Thursday, 13 November 2025

Maximum Likelihood Estimation of Regression with Binary Response

by W. B. Meitei, PhD


In the logit or probit model, the outcome variable yi is a Bernoulli random variable, i.e.,

\[y_{i} = \left\{ \begin{matrix} 1 & with\ probability\ p_{i} \\ 0 & with\ probability\ 1 - p_{i} \end{matrix} \right.\ \]

Thus, if n observations are available, then the likelihood function is,

\[L = \prod_{i = 1}^{n}{p_{i}^{y_{i}}\left( 1 - p_{i} \right)^{1 - y_{i}}}\]

The logit or probit model arises when pi is specified to be given by the logistic or normal cumulative distribution function evaluated at \(X'\beta\). Let \(F(X'\beta)\) be the cumulative distribution function, then the likelihood function of both models is,

\[L = \prod_{i = 1}^{n}{{F(X_{i}'\beta)}^{y_{i}}\left\{ 1 - F(X_{i}'\beta) \right\}^{1 - y_{i}}}\]
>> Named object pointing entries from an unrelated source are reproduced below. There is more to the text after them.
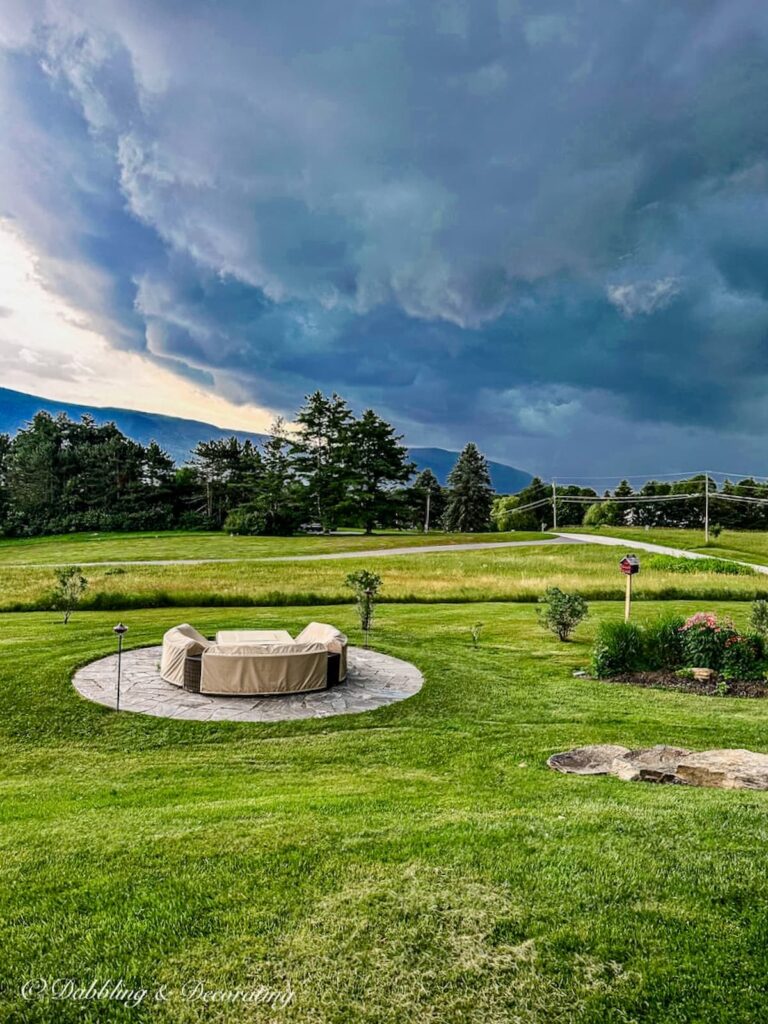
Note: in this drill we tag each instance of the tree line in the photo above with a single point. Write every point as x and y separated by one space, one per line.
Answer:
732 505
333 469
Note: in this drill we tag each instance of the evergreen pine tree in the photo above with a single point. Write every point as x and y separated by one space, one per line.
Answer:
377 460
470 494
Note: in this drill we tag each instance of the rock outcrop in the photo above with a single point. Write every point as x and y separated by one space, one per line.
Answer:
727 769
587 760
652 764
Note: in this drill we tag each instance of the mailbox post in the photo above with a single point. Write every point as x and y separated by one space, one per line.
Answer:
630 564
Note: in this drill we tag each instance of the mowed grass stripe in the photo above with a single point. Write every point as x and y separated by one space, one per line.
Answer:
418 862
506 574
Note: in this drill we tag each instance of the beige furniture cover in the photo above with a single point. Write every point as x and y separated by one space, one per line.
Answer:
253 636
334 640
177 644
275 668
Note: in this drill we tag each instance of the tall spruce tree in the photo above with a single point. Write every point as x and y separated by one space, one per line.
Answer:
470 494
278 497
377 461
321 455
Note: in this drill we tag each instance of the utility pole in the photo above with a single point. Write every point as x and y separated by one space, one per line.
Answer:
554 506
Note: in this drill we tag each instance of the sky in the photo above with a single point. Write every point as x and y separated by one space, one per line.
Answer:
539 225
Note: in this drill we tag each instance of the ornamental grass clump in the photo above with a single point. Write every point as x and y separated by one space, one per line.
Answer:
705 638
663 642
619 648
743 657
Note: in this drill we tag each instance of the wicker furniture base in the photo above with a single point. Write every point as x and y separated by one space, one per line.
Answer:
193 672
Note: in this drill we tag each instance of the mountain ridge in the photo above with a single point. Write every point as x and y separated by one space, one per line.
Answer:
178 435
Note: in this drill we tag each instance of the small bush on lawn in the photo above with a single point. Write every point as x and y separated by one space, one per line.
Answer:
742 657
664 642
619 648
705 638
562 612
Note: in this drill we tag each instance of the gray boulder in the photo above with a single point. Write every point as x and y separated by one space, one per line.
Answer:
725 769
651 764
595 760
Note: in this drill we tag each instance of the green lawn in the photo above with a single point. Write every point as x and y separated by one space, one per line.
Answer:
178 544
740 545
415 863
509 573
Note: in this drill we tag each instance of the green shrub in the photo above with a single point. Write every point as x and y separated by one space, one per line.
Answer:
562 612
742 657
705 638
663 642
619 647
759 617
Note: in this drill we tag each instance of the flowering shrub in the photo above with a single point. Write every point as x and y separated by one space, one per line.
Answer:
742 657
705 637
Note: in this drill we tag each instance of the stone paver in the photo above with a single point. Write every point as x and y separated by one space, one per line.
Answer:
374 680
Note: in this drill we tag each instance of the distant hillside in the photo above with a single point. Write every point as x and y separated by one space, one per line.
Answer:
506 479
179 436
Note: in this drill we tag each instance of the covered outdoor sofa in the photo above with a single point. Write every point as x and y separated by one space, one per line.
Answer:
254 662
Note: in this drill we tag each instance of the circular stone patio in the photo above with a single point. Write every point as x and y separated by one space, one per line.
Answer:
374 680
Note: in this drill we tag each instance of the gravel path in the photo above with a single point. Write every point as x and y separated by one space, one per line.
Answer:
657 549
Thus, the log-likelihood function is,

\[\ln(L) = l = \sum_{i = 1}^{n}\left\lbrack y_{i}\ln\left( F(X_{i}'\beta) \right) + \left( 1 - y_{i} \right)\ln\left\{ 1 - F(X_{i}'\beta) \right\} \right\rbrack\ \ \ \ \ \ \ \ \ \ \ \ \ \ \ \ \ \ \ \ \ \ \ \ \ \ \ \ \ \ (1)\]

Now, the first order conditions of ln(L) are nonlinear and nonanalytic. Therefore, we have to obtain the maximum likelihood estimates using numerical optimisation methods.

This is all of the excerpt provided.